Le rein est souvent affecté par d’autres maladies endocriniennes. La néphropathie est une entité distincte et bien caractérisée dans le diabète sucré. D’autres anomalies hormonales telles que l’acromégalie, les troubles thyroïdiens et l’hyperparathyroïdie affectent également la structure et la fonction rénale. Ces entités font également partie de l’étude de l’endocrinologie rénale.

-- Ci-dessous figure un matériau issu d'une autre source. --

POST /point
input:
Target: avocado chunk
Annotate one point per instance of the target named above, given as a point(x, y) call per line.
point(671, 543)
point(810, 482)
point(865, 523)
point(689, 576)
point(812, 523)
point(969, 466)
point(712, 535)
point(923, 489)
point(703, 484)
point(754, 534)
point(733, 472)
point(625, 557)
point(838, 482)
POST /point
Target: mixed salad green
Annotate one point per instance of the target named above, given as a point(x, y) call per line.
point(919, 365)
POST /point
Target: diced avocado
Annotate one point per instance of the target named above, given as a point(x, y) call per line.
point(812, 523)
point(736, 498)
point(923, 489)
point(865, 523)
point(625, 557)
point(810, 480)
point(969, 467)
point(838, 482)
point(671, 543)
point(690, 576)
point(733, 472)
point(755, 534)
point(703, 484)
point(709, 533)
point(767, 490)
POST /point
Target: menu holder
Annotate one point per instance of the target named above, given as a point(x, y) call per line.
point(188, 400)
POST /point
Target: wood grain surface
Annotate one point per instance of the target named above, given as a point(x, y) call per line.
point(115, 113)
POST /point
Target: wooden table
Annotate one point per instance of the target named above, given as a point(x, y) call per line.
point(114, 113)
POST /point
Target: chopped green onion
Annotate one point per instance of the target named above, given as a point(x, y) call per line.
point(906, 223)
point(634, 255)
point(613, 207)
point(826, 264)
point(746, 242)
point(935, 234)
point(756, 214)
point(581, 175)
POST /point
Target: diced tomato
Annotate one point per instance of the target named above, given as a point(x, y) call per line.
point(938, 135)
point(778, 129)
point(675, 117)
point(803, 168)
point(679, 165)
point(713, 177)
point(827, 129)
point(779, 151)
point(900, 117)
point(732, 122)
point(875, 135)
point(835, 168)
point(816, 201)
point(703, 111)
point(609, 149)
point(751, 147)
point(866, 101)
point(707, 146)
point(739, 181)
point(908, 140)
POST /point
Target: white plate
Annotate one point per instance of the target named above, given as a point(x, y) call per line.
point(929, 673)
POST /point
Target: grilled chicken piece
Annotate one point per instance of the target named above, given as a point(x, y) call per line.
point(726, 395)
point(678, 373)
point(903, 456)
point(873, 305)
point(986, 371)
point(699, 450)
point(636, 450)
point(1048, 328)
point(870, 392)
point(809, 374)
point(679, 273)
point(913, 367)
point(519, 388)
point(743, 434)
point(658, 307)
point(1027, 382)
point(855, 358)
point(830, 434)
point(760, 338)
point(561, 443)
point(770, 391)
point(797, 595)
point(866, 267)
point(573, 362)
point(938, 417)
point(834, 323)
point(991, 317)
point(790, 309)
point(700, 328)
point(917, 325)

La croissance et le développement chez les enfants, ainsi que la nutrition sont d’autres domaines d’intérêt pour les endocrinologues rénaux. Un traitement hormonal approprié peut rétablir la normalité. De même, les questions de fertilité chez les patients atteints d’IRC, mais aussi après une transplantation, méritent une attention particulière de la part des endocrinologues rénaux.
Le présent numéro de l’IJEM tente de réunir deux superspécialités dynamiques et complémentaires de la médecine : la néphrologie et l’endocrinologie. Des revues exhaustives, des articles originaux pionniers et des rapports de cas intéressants présentent le large spectre et les perspectives stimulantes de l’endocrinologie rénale. Les développements en matière de diagnostic, de sémantique et de spécialités connexes sont également abordés. Les rédacteurs espèrent que cela encouragera davantage de chercheurs originaux dans ce domaine, non seulement en Inde, mais aussi dans le monde entier.